Trata-se, portanto, de uma ingerência na vida dos jovens que visa colocá-los afastados dos perigos sociais, incutir neles o espírito do respeito pelo direito e pelas regras de convivência e, ainda, prepará-los para uma boa integração social e comunitária. Isto é, a acção do Tribunal de Menores tem sempre por condição a protecção dos menores, mesmo que as decisões possam parecer aos olhos dos próprios, e até mesmo de terceiros, uma inaceitável ingerência na sua vida ou uma ablação da sua liberdade.
O tribunal “ a quo”, ao proceder, como procedeu, não teve outra intenção, senão a de comprometer esta jovem problemática com os ditames da lei, com os valores sociais e com as regras de boa conduta. Estamos certos disso.
Todavia, o controle jurisdicional que se abriga na lei tem que partir do pressuposto fáctico vertido no art. 1º, nº2, dispositivo legal, segundo o qual “A presente lei é aplicável a jovens que pratiquem facto qualificado pela lei como crime ou como contravenção na Região Administrativa Especial de Macau (RAEM) e que à data da prática desse facto tenham completado 12 anos e ainda não tenham perfeito 16 anos”.

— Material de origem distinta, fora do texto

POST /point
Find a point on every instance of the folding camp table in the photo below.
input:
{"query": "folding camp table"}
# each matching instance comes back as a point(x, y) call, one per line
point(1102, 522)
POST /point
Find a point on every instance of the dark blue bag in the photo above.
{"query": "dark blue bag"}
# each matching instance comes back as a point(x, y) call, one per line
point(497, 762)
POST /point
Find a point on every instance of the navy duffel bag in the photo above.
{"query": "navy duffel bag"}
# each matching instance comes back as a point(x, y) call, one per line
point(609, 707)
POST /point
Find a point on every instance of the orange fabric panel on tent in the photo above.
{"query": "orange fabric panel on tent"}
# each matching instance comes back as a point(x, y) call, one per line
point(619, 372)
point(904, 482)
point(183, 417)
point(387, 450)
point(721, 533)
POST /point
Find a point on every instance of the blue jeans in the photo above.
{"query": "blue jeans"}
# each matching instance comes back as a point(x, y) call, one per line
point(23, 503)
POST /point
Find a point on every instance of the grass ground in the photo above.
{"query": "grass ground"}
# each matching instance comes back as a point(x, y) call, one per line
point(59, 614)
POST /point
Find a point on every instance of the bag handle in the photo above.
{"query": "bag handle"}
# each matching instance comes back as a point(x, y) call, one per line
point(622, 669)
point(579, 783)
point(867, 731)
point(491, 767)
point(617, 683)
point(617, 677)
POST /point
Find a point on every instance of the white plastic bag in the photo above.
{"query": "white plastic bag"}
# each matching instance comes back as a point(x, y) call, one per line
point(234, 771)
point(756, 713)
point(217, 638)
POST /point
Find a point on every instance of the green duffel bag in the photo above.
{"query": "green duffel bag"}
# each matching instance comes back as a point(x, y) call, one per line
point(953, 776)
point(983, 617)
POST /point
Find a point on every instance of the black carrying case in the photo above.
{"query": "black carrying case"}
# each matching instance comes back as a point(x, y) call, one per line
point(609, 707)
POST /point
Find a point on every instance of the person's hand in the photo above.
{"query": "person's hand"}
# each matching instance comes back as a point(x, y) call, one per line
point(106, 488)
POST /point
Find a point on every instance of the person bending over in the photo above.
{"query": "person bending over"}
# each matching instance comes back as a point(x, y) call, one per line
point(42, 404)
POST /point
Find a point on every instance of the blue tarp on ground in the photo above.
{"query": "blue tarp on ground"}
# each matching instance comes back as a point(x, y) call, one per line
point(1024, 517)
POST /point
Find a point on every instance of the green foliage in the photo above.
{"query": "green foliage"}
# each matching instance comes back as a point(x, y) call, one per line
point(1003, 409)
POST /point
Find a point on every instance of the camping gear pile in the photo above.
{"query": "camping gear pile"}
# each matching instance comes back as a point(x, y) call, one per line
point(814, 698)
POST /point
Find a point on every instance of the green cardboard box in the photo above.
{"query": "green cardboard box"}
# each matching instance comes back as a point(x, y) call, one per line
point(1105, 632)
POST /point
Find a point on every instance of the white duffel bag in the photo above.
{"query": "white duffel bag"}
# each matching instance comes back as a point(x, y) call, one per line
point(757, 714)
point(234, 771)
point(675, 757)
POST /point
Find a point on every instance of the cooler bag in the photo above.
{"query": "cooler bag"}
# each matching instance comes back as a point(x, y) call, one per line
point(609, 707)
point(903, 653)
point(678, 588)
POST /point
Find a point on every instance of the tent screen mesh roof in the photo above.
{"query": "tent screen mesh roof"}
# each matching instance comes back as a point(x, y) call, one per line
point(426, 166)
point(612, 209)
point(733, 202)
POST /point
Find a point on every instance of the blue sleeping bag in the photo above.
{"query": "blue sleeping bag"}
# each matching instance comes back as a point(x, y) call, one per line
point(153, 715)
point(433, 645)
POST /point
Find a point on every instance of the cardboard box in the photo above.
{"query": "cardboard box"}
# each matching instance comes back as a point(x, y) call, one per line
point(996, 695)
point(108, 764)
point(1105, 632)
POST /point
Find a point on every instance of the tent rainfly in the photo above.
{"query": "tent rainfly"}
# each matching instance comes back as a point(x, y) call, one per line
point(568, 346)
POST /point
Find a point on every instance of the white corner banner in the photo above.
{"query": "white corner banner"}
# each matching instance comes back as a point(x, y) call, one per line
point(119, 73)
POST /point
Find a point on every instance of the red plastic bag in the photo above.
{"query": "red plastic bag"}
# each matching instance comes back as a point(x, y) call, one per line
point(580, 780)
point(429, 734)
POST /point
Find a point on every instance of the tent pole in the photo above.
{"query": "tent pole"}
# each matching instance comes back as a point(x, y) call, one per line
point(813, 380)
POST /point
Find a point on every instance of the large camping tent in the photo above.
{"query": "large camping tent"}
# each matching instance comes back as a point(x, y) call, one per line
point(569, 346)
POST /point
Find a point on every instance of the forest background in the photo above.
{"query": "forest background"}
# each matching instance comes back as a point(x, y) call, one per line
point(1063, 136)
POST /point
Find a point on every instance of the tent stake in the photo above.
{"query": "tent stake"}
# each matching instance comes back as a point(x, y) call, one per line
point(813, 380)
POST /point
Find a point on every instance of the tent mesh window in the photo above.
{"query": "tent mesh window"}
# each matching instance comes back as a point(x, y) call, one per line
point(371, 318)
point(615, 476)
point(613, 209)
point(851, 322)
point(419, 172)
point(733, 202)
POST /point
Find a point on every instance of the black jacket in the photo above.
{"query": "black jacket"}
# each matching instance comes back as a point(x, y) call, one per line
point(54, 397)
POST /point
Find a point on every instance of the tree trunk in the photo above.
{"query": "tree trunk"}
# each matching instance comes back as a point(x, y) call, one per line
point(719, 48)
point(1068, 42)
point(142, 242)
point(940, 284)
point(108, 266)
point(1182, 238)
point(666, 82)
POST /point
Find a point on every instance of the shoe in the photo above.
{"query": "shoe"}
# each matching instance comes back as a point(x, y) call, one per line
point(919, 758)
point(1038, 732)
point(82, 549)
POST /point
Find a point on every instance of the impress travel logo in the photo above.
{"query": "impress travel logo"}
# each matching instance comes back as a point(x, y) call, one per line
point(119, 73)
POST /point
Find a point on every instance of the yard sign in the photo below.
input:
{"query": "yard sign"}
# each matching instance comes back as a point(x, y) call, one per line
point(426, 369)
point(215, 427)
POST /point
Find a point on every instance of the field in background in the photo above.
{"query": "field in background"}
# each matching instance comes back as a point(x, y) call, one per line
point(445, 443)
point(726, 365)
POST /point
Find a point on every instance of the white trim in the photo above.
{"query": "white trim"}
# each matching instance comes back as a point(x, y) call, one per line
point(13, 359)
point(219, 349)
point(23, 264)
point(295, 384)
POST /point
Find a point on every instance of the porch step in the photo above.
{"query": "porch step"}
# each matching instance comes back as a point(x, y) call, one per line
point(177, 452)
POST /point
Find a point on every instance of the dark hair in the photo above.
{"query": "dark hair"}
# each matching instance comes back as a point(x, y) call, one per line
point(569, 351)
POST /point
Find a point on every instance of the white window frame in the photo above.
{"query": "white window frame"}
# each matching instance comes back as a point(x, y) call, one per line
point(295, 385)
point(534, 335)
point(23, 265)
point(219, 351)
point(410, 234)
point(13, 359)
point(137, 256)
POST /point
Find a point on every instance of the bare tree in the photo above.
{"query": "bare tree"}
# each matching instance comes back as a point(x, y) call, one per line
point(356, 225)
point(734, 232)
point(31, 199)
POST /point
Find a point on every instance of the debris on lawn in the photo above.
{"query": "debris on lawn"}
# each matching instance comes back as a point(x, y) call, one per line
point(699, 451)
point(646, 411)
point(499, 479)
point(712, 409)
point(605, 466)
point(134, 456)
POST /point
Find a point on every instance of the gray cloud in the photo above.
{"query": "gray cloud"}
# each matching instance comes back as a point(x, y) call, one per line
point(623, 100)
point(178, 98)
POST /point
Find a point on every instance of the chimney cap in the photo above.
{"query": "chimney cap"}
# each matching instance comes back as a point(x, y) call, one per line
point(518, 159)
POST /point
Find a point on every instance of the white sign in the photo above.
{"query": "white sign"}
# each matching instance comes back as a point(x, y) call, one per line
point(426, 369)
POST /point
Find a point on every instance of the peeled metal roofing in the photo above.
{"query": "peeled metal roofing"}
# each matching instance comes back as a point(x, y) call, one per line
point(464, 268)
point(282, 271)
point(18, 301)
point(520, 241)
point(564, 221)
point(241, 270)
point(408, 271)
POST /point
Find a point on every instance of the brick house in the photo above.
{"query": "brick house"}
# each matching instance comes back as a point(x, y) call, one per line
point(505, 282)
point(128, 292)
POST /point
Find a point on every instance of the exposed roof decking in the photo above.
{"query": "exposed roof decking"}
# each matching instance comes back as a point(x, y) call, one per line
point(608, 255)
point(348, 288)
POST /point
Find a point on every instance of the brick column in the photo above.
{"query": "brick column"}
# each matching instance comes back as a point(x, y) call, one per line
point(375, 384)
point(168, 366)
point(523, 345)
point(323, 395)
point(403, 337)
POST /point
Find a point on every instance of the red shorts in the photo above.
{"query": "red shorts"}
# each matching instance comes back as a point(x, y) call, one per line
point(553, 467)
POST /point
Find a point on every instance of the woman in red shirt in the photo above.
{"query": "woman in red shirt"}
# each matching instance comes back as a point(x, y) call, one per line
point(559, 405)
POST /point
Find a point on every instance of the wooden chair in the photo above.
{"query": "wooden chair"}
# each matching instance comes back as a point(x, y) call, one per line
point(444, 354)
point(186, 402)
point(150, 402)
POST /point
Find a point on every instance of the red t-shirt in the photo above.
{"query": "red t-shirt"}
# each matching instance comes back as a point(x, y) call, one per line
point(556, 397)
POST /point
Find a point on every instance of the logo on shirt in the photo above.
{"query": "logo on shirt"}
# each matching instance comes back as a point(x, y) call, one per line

Pressuposto que de novo é deixado claro no art. 2º: “Só pode aplicar-se medida tutelar educativa prevista na presente lei a jovem que pratique facto qualificado como crime ou como contravenção por lei”.
Ou seja, a intervenção do Tribunal deixa de estar legitimada se a acção concreta dos jovens não estiver tipificada no ordenamento jurídico como crime ou contravenção. O que, aliás, se compreende, pois só dessa maneira se torna compreensível que a sociedade reclame, via jurisdicional, a ingerência de que falávamos atrás, cometendo ao tribunal o papel que em princípio aos pais haveria de caber.
Estamos certos de que esta jovem apresenta comportamentos que não andam muito longe de práticas desviantes que possam vir a constituir ilícitos criminais ou contravencionais. Todavia, não se pode dizer que a acção concreta que motivou os presentes autos represente a prática de um crime ou uma contravenção.
Na verdade, o crime de fogo posto – que o tribunal “ a quo” julgou ter por verificado – implica uma actuação dirigida a um fim, a um resultado. E para tanto se concluir, será necessário interpretar o iter, averiguar se algum acto cometido serviria para realizar a intenção de destruir pelo fogo alguma coisa ou algum bem.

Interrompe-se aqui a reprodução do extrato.